I'm sad to relate that Buttons[^] passed away today. Not a sudden demise nor yet a long slow decline; she came down with the symptoms of FIP[^] a little over a week ago and a prompt series of visits to the vet was unable to help her.
A few days of trying to coax her into eating or drinking; one or two sessions trying to force an unwilling and obviously distressed cat to take her medicine; achieved by holding her down and forcing the blunt end of a needleless syringe between her teeth.
When we came home tonight from dining out (at Boston Market, hardly the most upmarket of eateries) and as I walked through the door one glance was sufficient; she was stretched out on the hearth and clearly no longer of this world. My wife glanced at me and we both tried to hurry Andrew past but we didn't manage that feat. He took it better than I expected though; I'd been anticipating wailing and gnashing of teeth. Instead he said 'oh' and went on upstairs. And then my wife asked me what we should do.
It was at this moment that I had one of those thoughts, you know the ones, the ones you're not supposed to have. You see, the way we used to dispose of a dead cat when I was a kid was to dump the poor bugger in a rubbish bin and forget it. The pragmatic approach. We had a garden and we could have picked out a spot for the cat but it never seemed to occur to my folks to do that and so it never occurred to me or my sisters. And that, I'm ashamed to say, is the first thing that ran through my head.
In 1965 when I lived in Seddon a dead cat appeared in the laneway at the back of the house. To be quite clear about the meaning of that word let me explain that in Seddon a lane is a very narrow thoroughfare that runs between rows of houses and they were originally intended for use by the night cart before sewers were installed at the end of the 19th century. The British meaning of the word could hardly be farther from the truth; we're not talking country lanes lined with shady elms here; we're talking back fences. By 1965 the two major uses of backlanes were for small boys such as myself and my friends for smoking away from the sight of adults and as a way to get ones car into the backyard.
So a dead cat appeared and, as my stepfather was one of the few who undertook the difficult maneuvre of parking in the back yard via the laneway aforesaid, I was directed to pick up this cat and dump it at the other end of the lane. Which I did, reluctantly.

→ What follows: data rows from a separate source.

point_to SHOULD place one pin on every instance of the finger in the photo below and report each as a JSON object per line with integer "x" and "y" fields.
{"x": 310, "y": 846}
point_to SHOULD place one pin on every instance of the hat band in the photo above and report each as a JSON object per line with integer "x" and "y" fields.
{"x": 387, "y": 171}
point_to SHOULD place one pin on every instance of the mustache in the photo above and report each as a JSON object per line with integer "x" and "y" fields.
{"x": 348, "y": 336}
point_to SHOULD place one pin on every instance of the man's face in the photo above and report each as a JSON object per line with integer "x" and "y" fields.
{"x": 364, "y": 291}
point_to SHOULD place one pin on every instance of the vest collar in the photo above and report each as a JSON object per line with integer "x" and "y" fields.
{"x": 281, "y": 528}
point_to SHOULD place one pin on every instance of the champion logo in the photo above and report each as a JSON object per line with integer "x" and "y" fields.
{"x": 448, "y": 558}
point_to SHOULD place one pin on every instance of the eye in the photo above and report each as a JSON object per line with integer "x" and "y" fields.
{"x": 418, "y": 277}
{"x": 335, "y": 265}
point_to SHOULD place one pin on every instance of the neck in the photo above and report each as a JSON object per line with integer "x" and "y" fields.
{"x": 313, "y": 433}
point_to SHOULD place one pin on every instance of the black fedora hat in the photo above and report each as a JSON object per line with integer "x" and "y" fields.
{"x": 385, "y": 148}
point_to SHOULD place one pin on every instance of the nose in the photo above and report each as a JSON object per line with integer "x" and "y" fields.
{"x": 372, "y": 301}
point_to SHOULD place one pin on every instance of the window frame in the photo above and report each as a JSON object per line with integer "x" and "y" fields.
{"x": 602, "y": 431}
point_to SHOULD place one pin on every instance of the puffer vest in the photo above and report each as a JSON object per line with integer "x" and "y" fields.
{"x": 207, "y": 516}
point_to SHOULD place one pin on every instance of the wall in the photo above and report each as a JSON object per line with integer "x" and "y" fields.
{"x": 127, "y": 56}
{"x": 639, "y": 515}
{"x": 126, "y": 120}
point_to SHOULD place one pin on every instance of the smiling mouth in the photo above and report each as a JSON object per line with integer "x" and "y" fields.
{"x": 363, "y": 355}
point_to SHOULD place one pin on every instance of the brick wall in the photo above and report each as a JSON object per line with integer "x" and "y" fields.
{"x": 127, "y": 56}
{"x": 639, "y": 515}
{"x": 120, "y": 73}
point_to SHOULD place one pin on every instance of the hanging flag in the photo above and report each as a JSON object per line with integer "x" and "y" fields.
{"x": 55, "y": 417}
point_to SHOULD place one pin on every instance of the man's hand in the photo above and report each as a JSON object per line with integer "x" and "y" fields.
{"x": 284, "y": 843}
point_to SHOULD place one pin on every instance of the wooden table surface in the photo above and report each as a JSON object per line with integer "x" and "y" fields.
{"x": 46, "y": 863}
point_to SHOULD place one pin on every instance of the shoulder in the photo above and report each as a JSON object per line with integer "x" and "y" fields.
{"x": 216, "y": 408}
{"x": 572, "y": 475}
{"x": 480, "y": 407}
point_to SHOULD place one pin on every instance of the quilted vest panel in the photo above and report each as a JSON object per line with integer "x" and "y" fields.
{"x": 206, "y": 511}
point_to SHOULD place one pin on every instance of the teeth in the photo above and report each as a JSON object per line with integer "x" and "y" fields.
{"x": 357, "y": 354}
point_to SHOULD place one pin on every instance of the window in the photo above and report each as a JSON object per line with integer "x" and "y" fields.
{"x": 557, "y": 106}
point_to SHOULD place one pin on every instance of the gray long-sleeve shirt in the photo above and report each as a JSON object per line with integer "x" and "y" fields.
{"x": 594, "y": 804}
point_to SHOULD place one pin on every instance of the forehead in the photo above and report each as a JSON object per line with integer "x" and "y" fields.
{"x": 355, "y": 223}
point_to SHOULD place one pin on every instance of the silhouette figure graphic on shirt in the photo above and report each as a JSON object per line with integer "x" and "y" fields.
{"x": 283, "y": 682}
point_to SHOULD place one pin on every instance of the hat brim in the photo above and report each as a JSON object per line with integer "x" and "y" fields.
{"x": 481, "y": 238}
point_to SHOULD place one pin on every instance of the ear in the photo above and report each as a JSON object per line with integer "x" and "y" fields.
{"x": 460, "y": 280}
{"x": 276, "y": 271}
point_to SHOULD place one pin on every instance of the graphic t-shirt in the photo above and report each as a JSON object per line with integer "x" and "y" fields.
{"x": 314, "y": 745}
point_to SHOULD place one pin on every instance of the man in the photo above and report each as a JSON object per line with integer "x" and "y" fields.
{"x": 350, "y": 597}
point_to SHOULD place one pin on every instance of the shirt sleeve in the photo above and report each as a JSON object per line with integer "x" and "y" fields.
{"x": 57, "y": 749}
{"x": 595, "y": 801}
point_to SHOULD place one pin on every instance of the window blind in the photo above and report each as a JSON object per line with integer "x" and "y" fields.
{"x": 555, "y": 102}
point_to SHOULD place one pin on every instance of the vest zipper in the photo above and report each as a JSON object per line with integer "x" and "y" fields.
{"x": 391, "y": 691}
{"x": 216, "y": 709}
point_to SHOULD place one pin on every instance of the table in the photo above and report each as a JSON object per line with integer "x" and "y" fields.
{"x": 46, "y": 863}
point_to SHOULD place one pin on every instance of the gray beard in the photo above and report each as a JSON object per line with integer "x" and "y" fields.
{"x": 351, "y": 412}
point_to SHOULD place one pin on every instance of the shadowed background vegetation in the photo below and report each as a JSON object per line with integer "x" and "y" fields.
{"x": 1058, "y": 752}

The next night the cat was back at our end of the lane. And once again I had to move it to the other end. It's probably an unintentional exaggeration to say that this went on for a week but it sure feels like it did. I have vivid memories of holding that poor dead cat at arms length, on arms as stiff as the cat, as I carried it to the far end of the lane. I even, in a desperate attempt to hide it, covered the cat with a length of old carpet, to no avail. Like a boomerang that cat returned.
I was the one who caved in; when it had returned yet again I took it back to the end of the lane as ordered and sneaked back just after dark to reclaim it and sneak it into our rubbish bin, covered with old newspaper so Mum wouldn't notice. It seemed, at the time, the only way to end the nightmare.
What did we do tonight? We took the cat to the vet one last time to pay for disposal. It made the rest of the family feel better though I suspect the eventual solution is similar to the one my parents chose.